Prompt: We are interested in learning more about the context in which you have grown up, formed your aspirations, and accomplished your successes. Please describe how the most influential factors and challenges in your life have shaped you into the person you are today.

This is a rough draft. My English isn't that good, so if possible I would like to know what can I improve on in terms of sentence structures, how to making the essay more smooth to read, better word choices, etc.

My response to the prompt:


I don't like summer. I don't like the heat that I have to go through as a California resident, feeling my sweat dripping down under my t-shirt. It was the same California heat that reminded me of the time when I picked up an unexpected call from my dad.

"Our house had burned down," he said.

Fortunately, neither my dad nor my younger brother have received any serious injuries. When I returned from school, the firefighters had already extinguished the fire. We walked into my former home to collect what was left of our possessions, and the smell of ammonia made everything unfamiliar.

The cause of the fire is, unironically, rather simple: the kitchen fire was left on, and no one was able to turn it off. But it's this simple situation that brought us to a completely different realm: being homeless and having nowhere to go while being burdened by a hefty compensation fee that we owed to our landlord. An experience that we never thought of.

We moved to a local inn for the week after that. The room was quite big for one person to live in, but the room magically shrunk once my dad, my brother, and I all moved in and started sharing the furniture. The restroom was tiny and tight, and there weren't a lot of flat surfaces to place my paper or Chromebook; I learned this after spending nights doing my homework in the restroom while using the toilet as a desk after my dad and brother had fallen asleep in the dark.

What can be worse than your parents not being able to speak English fluently and the whole family having to depend on the little savings that your parents earn as an Uber Eats driver? Maybe having the police visit the inn you are living in because you were crying during classes? Or there's no available rental when you are essentially homeless? Well, there certainly is something worse than all of these: your parents cried while yelling at you, "We don't have money anymore; we are broke; we are homeless!"

It would not be true if I said I never complained about this situation in my mind. So many times I shouted within myself, blaming my dad for not working hard enough and earning enough money or looking for a more secure job that pays more, for letting all this happen, for all my cries when I was relying on the restroom light and doing my homework on the toilet lid. I held my dissatisfaction to myself for a while, until I found a box of over-the-counter antidepressants in the trash can of our new home, a few weeks after we moved in.

I have had a very strained relationship with my dad since a very young age, but for once in my life, I never felt so sorry for him.

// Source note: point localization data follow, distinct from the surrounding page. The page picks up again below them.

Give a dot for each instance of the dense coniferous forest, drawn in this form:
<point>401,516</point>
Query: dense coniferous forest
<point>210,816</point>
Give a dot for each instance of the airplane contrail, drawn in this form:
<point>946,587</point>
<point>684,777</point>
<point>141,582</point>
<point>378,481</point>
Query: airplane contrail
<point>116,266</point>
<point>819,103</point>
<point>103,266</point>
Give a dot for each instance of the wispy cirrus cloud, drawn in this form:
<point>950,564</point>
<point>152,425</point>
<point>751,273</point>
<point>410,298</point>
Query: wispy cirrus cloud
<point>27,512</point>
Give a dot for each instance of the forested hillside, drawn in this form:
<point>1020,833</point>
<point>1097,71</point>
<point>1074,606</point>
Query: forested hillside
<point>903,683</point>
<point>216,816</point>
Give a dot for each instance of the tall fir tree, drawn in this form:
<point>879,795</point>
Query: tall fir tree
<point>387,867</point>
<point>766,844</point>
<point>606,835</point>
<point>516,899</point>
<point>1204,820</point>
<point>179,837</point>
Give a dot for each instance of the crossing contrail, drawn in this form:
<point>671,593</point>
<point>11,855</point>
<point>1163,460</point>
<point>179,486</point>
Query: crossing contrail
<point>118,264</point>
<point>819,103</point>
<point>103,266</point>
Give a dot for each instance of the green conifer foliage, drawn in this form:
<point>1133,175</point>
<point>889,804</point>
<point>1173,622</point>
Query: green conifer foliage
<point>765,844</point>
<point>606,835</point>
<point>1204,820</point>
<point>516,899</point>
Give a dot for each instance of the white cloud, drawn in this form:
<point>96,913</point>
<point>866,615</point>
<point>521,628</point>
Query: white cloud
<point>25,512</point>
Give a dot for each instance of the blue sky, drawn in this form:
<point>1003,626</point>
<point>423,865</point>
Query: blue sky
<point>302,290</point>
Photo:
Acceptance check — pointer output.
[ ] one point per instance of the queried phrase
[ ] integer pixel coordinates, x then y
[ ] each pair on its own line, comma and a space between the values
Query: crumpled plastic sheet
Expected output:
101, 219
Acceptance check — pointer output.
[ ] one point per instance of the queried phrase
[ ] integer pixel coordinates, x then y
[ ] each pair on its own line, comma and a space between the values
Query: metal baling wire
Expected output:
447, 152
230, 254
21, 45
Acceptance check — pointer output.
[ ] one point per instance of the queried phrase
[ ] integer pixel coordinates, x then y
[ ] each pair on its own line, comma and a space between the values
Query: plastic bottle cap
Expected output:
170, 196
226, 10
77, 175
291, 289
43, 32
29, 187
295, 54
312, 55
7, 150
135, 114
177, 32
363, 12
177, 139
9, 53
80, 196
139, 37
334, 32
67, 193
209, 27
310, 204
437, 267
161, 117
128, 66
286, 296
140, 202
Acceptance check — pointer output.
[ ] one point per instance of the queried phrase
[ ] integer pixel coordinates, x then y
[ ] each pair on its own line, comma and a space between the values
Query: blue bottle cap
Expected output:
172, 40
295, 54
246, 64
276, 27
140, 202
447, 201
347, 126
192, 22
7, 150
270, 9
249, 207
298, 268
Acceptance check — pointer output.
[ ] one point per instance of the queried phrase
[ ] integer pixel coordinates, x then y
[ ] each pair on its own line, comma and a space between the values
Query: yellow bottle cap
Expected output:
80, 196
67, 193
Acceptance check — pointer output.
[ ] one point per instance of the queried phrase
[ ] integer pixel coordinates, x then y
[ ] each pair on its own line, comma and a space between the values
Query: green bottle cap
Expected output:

In addition, I felt unsettled. I cannot accept the daunting fact that my family is so vulnerable, such that one accident could have led us to homelessness, to my dad's depression, to me having a mental breakdown in front of my counselor-essentially, to a painful page that none of my family wants to talk about again. I simply cannot stand such instability and vulnerability. I need to do better; this is for my family as a first-generation college student, as well as for myself. My future will be in my grasp.

I started to take my academics seriously: taking challenging APs and honor classes. Rather than sleepwalking aimlessly on campus, I found myself walking steadily toward all of my classes-the places where I could secure my future while having an actual desk to do work on. Sleep deprivation is not necessarily a good thing, but it is worth it after seeing my grades remain well above the 90% mark line.
That's not enough.

I push myself to be one of the best in Academic Decathlon. After a year of cramming and countless nights of practicing my AI art speech in front of my phone camera, I was placed in 2nd place in the whole county and scored among the top 2 on my Decathlon team during state competition. From all the competitions that I participated in, I have won countless medals that hurt my neck when I put all of them on.
That's not enough.

I exploit all the opportunities that my school offers. Earning a $300 grant from Girls Who Code and securing an internship at Cal State LA. I'm earning money myself.
That's far less than enough.

I will continue to strive for the best and hold on to any opportunity that I can use to make myself go farther and farther on my path.